Circumventing Competition: The Perverse Consequences of the Digital Millennium Copyright Act
Executive SummaryThe courts have a proven track record of fashioning balanced remedies for the copyright challenges created by new technologies. But when Congress passed the Digital Millennium Copyright Act in 1998, it cut the courts out of this role and instead banned any devices that “circumvent” digital rights management (DRM) technologies, which control access to copyrighted content.
The result has been a legal regime that reduces options and competition in how consumers enjoy media and entertainment. Today, the copyright industry is exerting increasing control over playback devices, cable media offerings, and even Internet streaming. Some firms have used the DMCA to thwart competition by preventing research and reverse engineering. Others have brought the weight of criminal sanctions to bear against critics, competitors, and researchers.
The DMCA is anti-competitive. It gives copyright holders—and the technology companies that distribute their content—the legal power to create closed technology platforms and exclude competitors from interoperating with them. Worst of all, DRM technologies are clumsy and ineffective; they inconvenience legitimate users but do little to stop pirates.
Fortunately, repeal of the DMCA would not lead to intellectual property anarchy. Prior to the DMCA’s enactment, the courts had already been developing a body of law that strikes a sensible balance between innovation and the protection of intellectual property. That body of law protected competition, consumer choice, and the important principle of fair use without sacrificing the rights of copyright holders. And because it focused on the actions of people rather than on the design of technologies, it gave the courts the flexibility they needed to adapt to rapid technological change.
As others have remarked on this, it’s amazing how opposition to the DMCA comes from across the political spectrum. CATO is about as right wing libertarian as you can get - they’re not saying anything much different from what technologists have been saying for years. It seems that everyone is able to see just how idiotic and counterproductive this law is; everyone, in fact, who’s not a media company executive.
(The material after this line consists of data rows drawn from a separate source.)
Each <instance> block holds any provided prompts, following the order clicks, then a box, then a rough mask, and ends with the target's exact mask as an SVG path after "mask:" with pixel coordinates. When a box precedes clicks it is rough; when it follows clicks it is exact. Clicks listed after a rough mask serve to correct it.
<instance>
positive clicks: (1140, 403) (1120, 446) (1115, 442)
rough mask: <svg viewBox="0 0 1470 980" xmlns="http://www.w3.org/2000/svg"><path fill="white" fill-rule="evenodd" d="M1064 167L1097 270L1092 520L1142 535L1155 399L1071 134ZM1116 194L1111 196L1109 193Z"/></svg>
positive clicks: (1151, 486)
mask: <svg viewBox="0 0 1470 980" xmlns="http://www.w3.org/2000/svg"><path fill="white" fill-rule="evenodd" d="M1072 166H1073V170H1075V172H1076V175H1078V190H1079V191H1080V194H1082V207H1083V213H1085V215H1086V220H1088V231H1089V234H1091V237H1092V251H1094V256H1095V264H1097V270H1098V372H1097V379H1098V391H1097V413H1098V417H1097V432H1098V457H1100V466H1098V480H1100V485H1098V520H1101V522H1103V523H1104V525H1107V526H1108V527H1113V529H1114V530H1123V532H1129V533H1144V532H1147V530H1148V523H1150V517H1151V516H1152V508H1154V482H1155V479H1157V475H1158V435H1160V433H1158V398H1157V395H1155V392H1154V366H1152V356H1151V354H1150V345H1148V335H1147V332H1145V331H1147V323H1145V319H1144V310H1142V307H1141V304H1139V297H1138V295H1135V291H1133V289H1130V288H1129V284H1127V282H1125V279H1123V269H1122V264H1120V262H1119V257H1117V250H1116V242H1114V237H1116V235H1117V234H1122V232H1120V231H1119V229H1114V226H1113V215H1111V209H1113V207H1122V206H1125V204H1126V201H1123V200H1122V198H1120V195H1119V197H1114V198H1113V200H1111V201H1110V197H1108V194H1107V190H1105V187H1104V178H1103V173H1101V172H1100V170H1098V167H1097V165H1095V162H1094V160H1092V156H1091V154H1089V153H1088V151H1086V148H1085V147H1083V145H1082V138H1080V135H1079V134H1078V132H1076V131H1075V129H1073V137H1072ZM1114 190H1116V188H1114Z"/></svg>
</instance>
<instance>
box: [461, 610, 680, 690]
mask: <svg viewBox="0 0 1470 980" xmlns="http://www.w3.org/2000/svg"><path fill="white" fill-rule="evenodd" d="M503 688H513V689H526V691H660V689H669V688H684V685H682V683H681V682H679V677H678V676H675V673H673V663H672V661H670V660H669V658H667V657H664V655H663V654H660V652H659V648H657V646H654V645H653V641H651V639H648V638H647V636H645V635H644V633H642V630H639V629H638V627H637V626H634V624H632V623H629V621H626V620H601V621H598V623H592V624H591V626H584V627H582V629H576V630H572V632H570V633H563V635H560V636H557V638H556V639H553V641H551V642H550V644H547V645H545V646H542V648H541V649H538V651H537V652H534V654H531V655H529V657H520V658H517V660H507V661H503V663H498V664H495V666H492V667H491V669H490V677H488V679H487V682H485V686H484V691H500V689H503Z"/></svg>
This comes on the heals of another anecdote regarding the DMCA. From Freedom to Tinker:
Some background: In light of the Sony-BMG CD incident, Alex and I asked the Copyright Office for an exemption allowing users to remove from their computers certain DRM software that causes security and privacy harm. The CCIA and Open Source and Industry Association made an even simpler request for an exemption for DRM systems that “employ access control measures which threaten critical infrastructure and potentially endanger lives.” Who could oppose that?The BSA, RIAA, MPAA, and friends — that’s who.
It’s interesting that these giant industry groups and conglomerates are defending so feircely something that’s so clearly anti-consumer and anti-competition. Interesting, but not surprising.